Christmas Carol at BFI on Sunday 9 December

A Christmas Carol, 1971
For all our students in the London area, why not come along on Sunday (that's this Sunday, 9th December) to the BFI on London's South Bank, for a rare screening of Richard William's animated Oscar-winning adaptation of Charles Dickens' novella A Christmas Carol.

The 22 minute short is will be screened along with two other British animated classics: Raymond Briggs' The Snow Man and also Father Christmas.

It's an opportunity to see some beautiful home-grown animation, and after the screening there will be a Q&A with directors Dave Unwin and Richard Williams.

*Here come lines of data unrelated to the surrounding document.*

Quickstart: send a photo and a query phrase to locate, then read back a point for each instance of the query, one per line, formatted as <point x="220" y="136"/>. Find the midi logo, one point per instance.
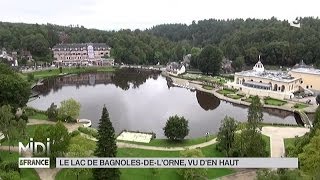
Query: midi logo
<point x="34" y="147"/>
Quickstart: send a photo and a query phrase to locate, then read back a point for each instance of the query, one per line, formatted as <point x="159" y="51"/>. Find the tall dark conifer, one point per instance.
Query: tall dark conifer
<point x="106" y="147"/>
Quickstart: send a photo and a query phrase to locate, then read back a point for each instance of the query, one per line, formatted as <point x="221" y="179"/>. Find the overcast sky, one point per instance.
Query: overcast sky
<point x="141" y="14"/>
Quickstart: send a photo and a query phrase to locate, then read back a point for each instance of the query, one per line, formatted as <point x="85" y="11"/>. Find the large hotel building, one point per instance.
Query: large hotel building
<point x="278" y="84"/>
<point x="81" y="54"/>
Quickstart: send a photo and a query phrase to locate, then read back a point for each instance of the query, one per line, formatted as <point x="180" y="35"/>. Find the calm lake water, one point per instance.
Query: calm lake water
<point x="142" y="101"/>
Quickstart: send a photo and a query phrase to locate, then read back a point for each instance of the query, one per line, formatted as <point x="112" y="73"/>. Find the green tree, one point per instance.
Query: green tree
<point x="310" y="157"/>
<point x="14" y="90"/>
<point x="210" y="60"/>
<point x="7" y="123"/>
<point x="69" y="109"/>
<point x="106" y="147"/>
<point x="238" y="63"/>
<point x="192" y="173"/>
<point x="255" y="115"/>
<point x="249" y="143"/>
<point x="226" y="135"/>
<point x="52" y="112"/>
<point x="267" y="174"/>
<point x="176" y="128"/>
<point x="194" y="57"/>
<point x="59" y="139"/>
<point x="75" y="150"/>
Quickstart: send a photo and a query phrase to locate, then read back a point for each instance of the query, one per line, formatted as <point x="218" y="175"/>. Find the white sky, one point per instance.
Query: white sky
<point x="141" y="14"/>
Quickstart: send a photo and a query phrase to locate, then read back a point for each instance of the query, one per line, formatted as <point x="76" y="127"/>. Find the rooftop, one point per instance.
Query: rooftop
<point x="307" y="70"/>
<point x="80" y="45"/>
<point x="272" y="75"/>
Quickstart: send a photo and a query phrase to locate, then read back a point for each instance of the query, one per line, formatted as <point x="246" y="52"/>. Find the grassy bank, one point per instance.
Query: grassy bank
<point x="128" y="174"/>
<point x="274" y="102"/>
<point x="36" y="114"/>
<point x="67" y="70"/>
<point x="167" y="143"/>
<point x="30" y="130"/>
<point x="25" y="174"/>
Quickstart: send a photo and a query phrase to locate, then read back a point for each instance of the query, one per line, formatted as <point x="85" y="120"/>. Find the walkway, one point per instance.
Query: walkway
<point x="157" y="148"/>
<point x="277" y="134"/>
<point x="70" y="126"/>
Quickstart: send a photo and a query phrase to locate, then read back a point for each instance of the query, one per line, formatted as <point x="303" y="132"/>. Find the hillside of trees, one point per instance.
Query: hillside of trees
<point x="276" y="41"/>
<point x="131" y="47"/>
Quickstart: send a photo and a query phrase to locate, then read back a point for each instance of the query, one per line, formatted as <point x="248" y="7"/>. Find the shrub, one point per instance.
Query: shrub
<point x="176" y="128"/>
<point x="9" y="166"/>
<point x="75" y="133"/>
<point x="89" y="131"/>
<point x="9" y="175"/>
<point x="52" y="112"/>
<point x="24" y="116"/>
<point x="30" y="77"/>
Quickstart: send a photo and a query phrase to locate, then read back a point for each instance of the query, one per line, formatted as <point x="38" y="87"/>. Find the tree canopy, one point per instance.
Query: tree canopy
<point x="226" y="135"/>
<point x="176" y="128"/>
<point x="106" y="147"/>
<point x="276" y="41"/>
<point x="14" y="90"/>
<point x="69" y="110"/>
<point x="209" y="60"/>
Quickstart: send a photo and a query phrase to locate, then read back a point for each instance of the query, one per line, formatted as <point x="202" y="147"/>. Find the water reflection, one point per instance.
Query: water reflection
<point x="143" y="101"/>
<point x="207" y="101"/>
<point x="122" y="78"/>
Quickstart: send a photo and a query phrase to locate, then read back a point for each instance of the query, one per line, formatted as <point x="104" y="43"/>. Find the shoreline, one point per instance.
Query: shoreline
<point x="198" y="86"/>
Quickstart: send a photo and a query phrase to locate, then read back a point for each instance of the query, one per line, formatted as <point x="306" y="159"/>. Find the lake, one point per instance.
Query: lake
<point x="140" y="100"/>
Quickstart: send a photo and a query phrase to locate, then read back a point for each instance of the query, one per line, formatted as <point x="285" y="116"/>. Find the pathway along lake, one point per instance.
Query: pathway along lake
<point x="140" y="100"/>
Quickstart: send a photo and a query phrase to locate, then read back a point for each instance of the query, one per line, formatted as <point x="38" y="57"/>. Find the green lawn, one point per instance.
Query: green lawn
<point x="267" y="140"/>
<point x="207" y="87"/>
<point x="36" y="114"/>
<point x="25" y="174"/>
<point x="69" y="70"/>
<point x="288" y="142"/>
<point x="274" y="102"/>
<point x="300" y="106"/>
<point x="225" y="91"/>
<point x="39" y="116"/>
<point x="167" y="143"/>
<point x="30" y="130"/>
<point x="234" y="96"/>
<point x="200" y="77"/>
<point x="164" y="174"/>
<point x="249" y="99"/>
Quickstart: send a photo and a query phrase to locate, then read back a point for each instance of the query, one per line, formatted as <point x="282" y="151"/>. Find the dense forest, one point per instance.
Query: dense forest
<point x="276" y="41"/>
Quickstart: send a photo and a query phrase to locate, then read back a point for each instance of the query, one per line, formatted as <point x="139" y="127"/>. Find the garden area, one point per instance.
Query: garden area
<point x="41" y="74"/>
<point x="204" y="78"/>
<point x="168" y="143"/>
<point x="9" y="168"/>
<point x="207" y="87"/>
<point x="155" y="173"/>
<point x="300" y="106"/>
<point x="274" y="102"/>
<point x="231" y="93"/>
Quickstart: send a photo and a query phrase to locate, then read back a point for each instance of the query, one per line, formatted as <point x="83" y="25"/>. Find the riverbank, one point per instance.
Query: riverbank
<point x="35" y="76"/>
<point x="199" y="86"/>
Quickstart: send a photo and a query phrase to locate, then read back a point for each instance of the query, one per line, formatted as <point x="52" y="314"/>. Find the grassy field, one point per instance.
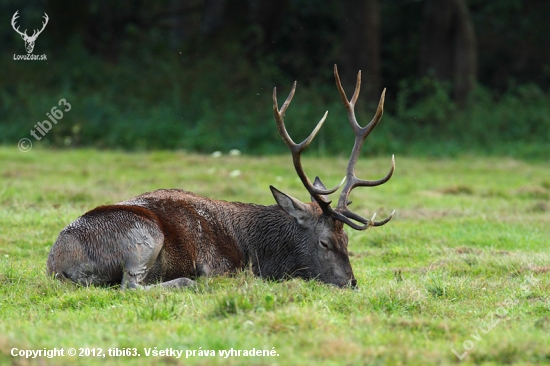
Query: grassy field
<point x="461" y="275"/>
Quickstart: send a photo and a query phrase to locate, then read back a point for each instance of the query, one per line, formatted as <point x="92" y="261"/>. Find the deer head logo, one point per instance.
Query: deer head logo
<point x="29" y="41"/>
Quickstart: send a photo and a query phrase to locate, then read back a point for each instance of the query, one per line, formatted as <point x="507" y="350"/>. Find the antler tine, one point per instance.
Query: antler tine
<point x="361" y="134"/>
<point x="296" y="149"/>
<point x="43" y="24"/>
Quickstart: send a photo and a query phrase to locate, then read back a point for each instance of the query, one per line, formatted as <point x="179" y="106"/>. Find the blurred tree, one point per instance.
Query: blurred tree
<point x="448" y="45"/>
<point x="361" y="46"/>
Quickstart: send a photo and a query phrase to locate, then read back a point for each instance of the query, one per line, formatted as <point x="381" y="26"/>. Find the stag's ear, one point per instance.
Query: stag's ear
<point x="291" y="205"/>
<point x="319" y="185"/>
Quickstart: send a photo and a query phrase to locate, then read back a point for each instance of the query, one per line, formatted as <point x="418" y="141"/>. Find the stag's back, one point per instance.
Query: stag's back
<point x="186" y="234"/>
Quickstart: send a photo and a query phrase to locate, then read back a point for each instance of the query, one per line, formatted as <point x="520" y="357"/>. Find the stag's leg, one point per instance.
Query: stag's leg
<point x="108" y="247"/>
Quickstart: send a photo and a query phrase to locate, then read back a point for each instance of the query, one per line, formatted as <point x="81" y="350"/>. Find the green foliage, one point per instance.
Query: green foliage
<point x="467" y="247"/>
<point x="204" y="106"/>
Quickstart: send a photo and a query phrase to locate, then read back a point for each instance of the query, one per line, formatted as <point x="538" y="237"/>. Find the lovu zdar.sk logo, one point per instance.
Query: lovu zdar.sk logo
<point x="29" y="40"/>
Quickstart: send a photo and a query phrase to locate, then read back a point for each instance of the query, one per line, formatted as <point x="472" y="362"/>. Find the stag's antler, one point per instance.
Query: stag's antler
<point x="24" y="34"/>
<point x="361" y="134"/>
<point x="341" y="213"/>
<point x="15" y="16"/>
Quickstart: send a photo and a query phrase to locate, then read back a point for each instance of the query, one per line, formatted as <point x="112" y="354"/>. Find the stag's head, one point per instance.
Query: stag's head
<point x="326" y="256"/>
<point x="29" y="40"/>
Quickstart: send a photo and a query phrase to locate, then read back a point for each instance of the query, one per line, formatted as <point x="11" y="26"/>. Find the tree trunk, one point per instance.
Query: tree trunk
<point x="449" y="45"/>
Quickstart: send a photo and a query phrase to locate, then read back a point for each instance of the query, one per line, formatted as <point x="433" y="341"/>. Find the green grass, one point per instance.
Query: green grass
<point x="465" y="262"/>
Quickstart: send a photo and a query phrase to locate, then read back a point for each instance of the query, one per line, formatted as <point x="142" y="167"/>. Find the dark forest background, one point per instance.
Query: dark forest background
<point x="462" y="76"/>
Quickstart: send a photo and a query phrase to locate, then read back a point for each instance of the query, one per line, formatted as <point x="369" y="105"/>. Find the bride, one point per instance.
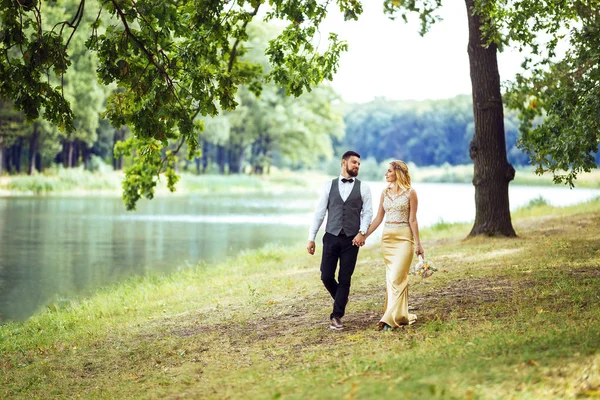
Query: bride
<point x="400" y="237"/>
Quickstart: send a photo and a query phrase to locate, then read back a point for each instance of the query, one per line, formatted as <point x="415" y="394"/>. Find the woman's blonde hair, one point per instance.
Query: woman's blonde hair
<point x="402" y="175"/>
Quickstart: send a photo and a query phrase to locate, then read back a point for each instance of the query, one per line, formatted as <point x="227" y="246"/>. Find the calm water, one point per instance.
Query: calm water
<point x="51" y="248"/>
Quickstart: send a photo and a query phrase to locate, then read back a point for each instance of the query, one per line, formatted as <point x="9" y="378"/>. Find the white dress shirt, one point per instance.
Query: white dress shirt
<point x="366" y="213"/>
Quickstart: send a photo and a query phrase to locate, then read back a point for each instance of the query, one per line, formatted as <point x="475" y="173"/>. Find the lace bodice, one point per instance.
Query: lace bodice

And, you might even get a chance to have your copy of "The Animator's Survival Kit" signed by the author. 

Bob Cratchit and Tiny Tim
What's this all about?
2018 is BFI's year of animation, and Sunday will be a celebration of British animation with a seasonal theme.

AMPAS Restoration
The screening is at the BFI on the South Bank at 3pm on Sunday 9th December.

It is being held in association with AMPAS, the Academy of Motion Picture Arts and Sciences (the folks who host the Oscars), following the AMPAS-financed restoration of A Christmas Carol, enabling audiences to see the short film in full HD.

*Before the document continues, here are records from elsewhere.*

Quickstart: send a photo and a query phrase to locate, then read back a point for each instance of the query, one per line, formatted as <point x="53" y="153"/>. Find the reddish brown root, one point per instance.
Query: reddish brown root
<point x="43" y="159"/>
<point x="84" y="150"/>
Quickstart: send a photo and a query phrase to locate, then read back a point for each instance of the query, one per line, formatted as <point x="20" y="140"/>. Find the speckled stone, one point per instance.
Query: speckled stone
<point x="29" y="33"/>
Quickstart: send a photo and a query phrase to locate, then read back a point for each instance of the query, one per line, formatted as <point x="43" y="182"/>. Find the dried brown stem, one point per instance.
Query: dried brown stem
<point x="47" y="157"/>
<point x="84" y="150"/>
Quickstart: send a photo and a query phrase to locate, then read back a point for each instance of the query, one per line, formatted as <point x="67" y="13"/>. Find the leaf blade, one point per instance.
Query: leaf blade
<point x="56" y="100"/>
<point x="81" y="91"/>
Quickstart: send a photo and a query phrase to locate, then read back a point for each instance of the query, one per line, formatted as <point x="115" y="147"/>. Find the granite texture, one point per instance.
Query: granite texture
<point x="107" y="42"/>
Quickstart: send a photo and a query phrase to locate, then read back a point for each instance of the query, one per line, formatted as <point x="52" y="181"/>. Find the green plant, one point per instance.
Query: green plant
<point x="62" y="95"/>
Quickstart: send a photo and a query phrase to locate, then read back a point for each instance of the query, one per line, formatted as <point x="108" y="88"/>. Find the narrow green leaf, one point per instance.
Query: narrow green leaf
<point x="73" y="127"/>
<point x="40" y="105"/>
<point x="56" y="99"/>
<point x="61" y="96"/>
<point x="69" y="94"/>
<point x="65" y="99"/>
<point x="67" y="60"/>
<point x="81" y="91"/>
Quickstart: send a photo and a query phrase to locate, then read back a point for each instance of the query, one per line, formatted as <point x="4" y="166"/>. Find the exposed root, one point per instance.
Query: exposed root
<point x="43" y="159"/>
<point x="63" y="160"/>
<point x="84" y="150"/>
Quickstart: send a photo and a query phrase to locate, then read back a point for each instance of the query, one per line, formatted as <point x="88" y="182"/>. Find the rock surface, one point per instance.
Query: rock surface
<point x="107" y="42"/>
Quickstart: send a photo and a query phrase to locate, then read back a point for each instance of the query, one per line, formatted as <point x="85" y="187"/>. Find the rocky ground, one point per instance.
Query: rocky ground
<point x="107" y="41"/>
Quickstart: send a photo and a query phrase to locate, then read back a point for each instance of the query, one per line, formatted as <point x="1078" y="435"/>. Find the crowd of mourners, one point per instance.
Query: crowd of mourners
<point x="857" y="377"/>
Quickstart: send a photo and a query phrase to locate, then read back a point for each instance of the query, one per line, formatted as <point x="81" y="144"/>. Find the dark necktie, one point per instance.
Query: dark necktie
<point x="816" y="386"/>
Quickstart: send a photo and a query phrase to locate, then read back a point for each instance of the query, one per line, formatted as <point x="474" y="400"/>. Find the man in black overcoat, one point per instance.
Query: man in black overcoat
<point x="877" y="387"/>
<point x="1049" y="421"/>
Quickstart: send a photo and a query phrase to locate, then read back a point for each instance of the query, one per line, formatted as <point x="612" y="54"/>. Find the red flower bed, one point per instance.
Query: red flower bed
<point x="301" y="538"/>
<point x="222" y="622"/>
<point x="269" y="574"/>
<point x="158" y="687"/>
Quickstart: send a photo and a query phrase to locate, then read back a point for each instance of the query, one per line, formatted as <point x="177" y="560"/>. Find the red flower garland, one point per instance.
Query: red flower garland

Richard Williams Animation, 1970
RWA 1970s. From left: Unknown, Ken Harris, Grim Natwick, Art Babbitt, Richard Purdum, Dick Williams
A Christmas Carol was a twenty-two minute TV special for US broadcast, produced by Looney Tunes legend Chuck Jones. Many scenes, especially those including Uncle Scrooge, were animated by Ken Harris, one of Chuck's star animators from Road Runner days (watch out for when Scrooge looks a bit like the Coyote). Other legendary animators from the first Golden Age of Animation included Grim Natwick and Emery Hawkins.

Art Director Roy Naisbitt did the background layouts, creating a sense of the atmosphere of 19th century London. Look out for the super-fast pans over the city - that's all Roy's work.  Roy later went on to do the two and a half dimensional background layouts for The Thief and The Cobbler, and he also did the layout work for the two-minute short cartoon that opens the 1988 hit "Who Framed Roger Rabbit?".  It is Roy's work that gives the film's opening its unique character.

So come along on Sunday 9th December and travel back in time to Victorian London - and also to Soho in the early 1970s.